If you’ve been a wine drinker long enough, you’ve probably noticed wines breaking the 14, 15, even 16 percent level of alcohol, when just two decades ago the average was more like 13 percent. That has some wine lovers complaining that these bodybuilder wines are clumsy and unbalanced, difficult to drink with dinner and incapable of aging well in the cellar.
Famed sommelier Rajat Parr, wine director for the Michael Mina restaurant group, refuses to buy chardonnay or pinot noir over 14 percent alcohol for his RN74 restaurant, claiming those wines don’t match the restaurant’s cuisine. (The restriction does not apply to other Mina restaurants, including Washington’s Bourbon Steak.) In May, the San Francisco Chronicle and the British magazine Decanter began noting alcohol levels in their wine reviews. Both publications cited reader interest in having that extra detail of information when deciding what wines to buy.
This month, film director and vintner Francis Ford Coppola told Decanter.com that he will scale back the alcohol on his wines as he transitions his Niebaum-Coppola line back to the winery’s original name of Inglenook.
“I want to return to elegance,” he said. “Elegance” is a code word for “low alcohol.”

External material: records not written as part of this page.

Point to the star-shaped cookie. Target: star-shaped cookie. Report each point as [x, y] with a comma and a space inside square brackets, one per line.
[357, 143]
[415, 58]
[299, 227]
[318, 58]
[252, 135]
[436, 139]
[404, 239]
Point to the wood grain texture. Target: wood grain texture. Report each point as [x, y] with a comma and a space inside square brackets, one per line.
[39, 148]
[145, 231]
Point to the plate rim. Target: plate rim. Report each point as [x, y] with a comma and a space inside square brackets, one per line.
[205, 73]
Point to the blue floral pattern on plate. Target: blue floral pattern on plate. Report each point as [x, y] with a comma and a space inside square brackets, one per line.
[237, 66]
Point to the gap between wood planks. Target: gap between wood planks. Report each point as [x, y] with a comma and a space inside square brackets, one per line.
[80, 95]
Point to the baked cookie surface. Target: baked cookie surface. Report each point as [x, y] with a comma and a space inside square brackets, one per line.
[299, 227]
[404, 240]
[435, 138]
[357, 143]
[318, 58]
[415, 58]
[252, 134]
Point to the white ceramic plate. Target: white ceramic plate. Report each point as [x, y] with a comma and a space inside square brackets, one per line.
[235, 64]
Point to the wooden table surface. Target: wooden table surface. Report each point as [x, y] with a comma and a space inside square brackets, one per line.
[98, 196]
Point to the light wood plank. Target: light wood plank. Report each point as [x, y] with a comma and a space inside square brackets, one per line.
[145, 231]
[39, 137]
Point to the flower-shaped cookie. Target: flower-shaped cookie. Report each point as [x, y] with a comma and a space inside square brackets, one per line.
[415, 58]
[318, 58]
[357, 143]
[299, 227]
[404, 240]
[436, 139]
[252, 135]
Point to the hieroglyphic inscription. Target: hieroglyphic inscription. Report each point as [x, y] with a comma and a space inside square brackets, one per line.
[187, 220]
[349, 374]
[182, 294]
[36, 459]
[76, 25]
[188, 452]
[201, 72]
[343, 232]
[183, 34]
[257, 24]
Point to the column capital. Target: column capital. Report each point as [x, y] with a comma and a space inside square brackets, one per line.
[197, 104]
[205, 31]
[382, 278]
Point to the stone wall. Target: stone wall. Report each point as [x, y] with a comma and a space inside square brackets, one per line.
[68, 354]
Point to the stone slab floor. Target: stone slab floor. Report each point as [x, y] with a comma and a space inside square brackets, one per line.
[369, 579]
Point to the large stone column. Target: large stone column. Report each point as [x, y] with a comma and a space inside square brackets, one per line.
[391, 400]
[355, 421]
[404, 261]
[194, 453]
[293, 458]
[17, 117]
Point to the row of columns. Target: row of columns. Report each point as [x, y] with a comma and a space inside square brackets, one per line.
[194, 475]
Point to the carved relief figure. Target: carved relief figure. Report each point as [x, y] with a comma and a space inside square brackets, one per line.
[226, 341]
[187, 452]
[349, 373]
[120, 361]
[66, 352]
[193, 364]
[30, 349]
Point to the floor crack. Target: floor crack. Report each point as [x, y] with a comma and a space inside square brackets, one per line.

Many explanations are given for rising alcohol levels, including global warming, vineyard practices that ripen grapes more evenly, and new yeast strains that are more efficient at turning grape sugar into alcohol. But there’s also more sugar to ferment in those grapes because of winemakers’ choices. Grapes are left on the vine longer to achieve “phenolic ripeness” and eliminate “green” flavors. Extra sugar means extra alcohol, which contributes body and power to a wine, plus often a good initial impression. But the trade-off is raisiny, pruney flavors and low acidity, yielding a flabby, boring quaff.
Not always, though. The super-ripe, syrupy, high-alcohol style can be delicious if the wine has been made with exacting care in the vineyard and the winery. That means low yields, berry selection at harvest and super-concentrated juice. These wines stand out from the crowd because of their power and price, and when they get high point scores from the winestream media, two things happen: They become trophy wines, and other wineries want to imitate them. The alcohol is easy to imitate; the fruit to balance is not.
Collectors who can afford trophy wines love to pour tastes for other wine lovers in an oenophiliac geekfest. Everyone gets a taste, and no one has to drink through to the end of a bottle. First impressions are everything with this style of wine. There is no need for the wine to develop flavors as it breathes, and if it falls apart after a few minutes, who cares? Everyone has already given it 95 points and praised the expertise of the generous person who shared it. On to the next behemoth.
Most people don’t drink wine that way. As Bob Lindquist, owner-winemaker of Qupe winery in Santa Barbara County, told me, “These wines are interesting sometimes. But try to sit down with your wife and finish a bottle . . . .” He couldn’t even finish that sentence.
Some California wineries have consistently bucked the super-ripe, high-alcohol trend. Au Bon Climat, Arcadian, Alma Rosa, Copain, Clos du Val, Qupe and Frog’s Leap, among others, have favored the more “elegant” European style. They’re not “killing” California wine. In fact, they might be saving it. The more wineries, like Inglenook, that join them, the better.